CAPTION: Defence civilian Beryl Webber receives her graduation certificate after successfully completing the Certificate II in Security Operations course at RAAF Base Tindal, Northern Territory. Story by Sarah-Kate Melehan.

But Beryl Webber feels her two careers are actually closely aligned.

“As a nurse it is about caring for and looking after people, people who are sick and vulnerable and need help,” Ms Webber said.

“Working in security on a base is about protecting the base and its personnel and it’s about protecting the country and doing my bit for national security.”

The Katherine-based aged-care nurse is among eight Indigenous students to have completed the 10-day Certificate II in Security Operations course at RAAF Base Tindal.

The students received their much-anticipated certificates during a ceremony at the base on August 30.

The graduates are currently awaiting their security licences and, once received, will start working for Wilson Security at the base.

The Certificate II course is the minimum requirement for a person to be able to obtain a security licence in the Northern Territory.

The course was run by Wilson Security in partnership with a registered training organisation and via funding from the NT Department of Industry, Tourism and Trade.

Subjects included self-defence, emergency and evacuation procedures, how to apply legal and procedural requirements, risk assessments and work health and safety, patrolling premises and access control measures.

Department of Industry, Tourism and Trade Workforce Development Officer, Karyn Kalamaras, was instrumental in getting the program off the ground.

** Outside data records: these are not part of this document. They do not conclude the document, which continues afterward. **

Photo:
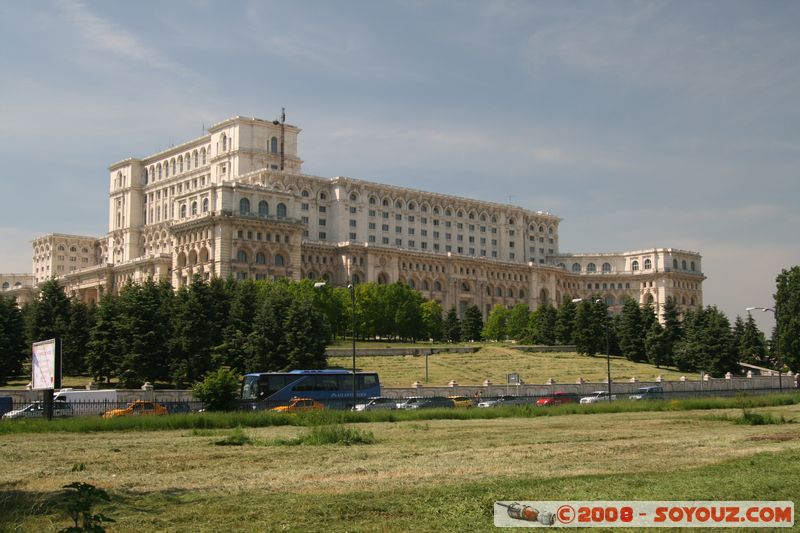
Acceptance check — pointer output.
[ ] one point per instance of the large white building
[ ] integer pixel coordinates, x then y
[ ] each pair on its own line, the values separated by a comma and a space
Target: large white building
235, 202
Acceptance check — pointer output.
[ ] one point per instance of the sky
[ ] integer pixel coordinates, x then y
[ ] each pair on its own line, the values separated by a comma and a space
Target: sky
640, 124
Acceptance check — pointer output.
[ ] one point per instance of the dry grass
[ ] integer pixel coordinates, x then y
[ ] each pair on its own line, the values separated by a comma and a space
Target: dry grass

“Eight people started the course and eight people finished the course,” Ms Kalamaras said.

“It’s not only eight people now in a job, it’s their families too – it’s the children seeing their parents going to work all dressed up in a uniform, and being wonderful roles models,” she said.

Ms Webber will continue to work as a casual nurse in addition to security work, and says it’s also the social aspects of the role that touch her heart.

“I remember what it was like when working as a nurse and people would come in and the look on their faces, it was just relief that I was there,” Ms Webber said.

“They felt more comfortable talking to me than talking to the doctors.

“It’s all good giving kids leaflets [about job opportunities], but it’s when they actually see you in a uniform and in the role that it matters.”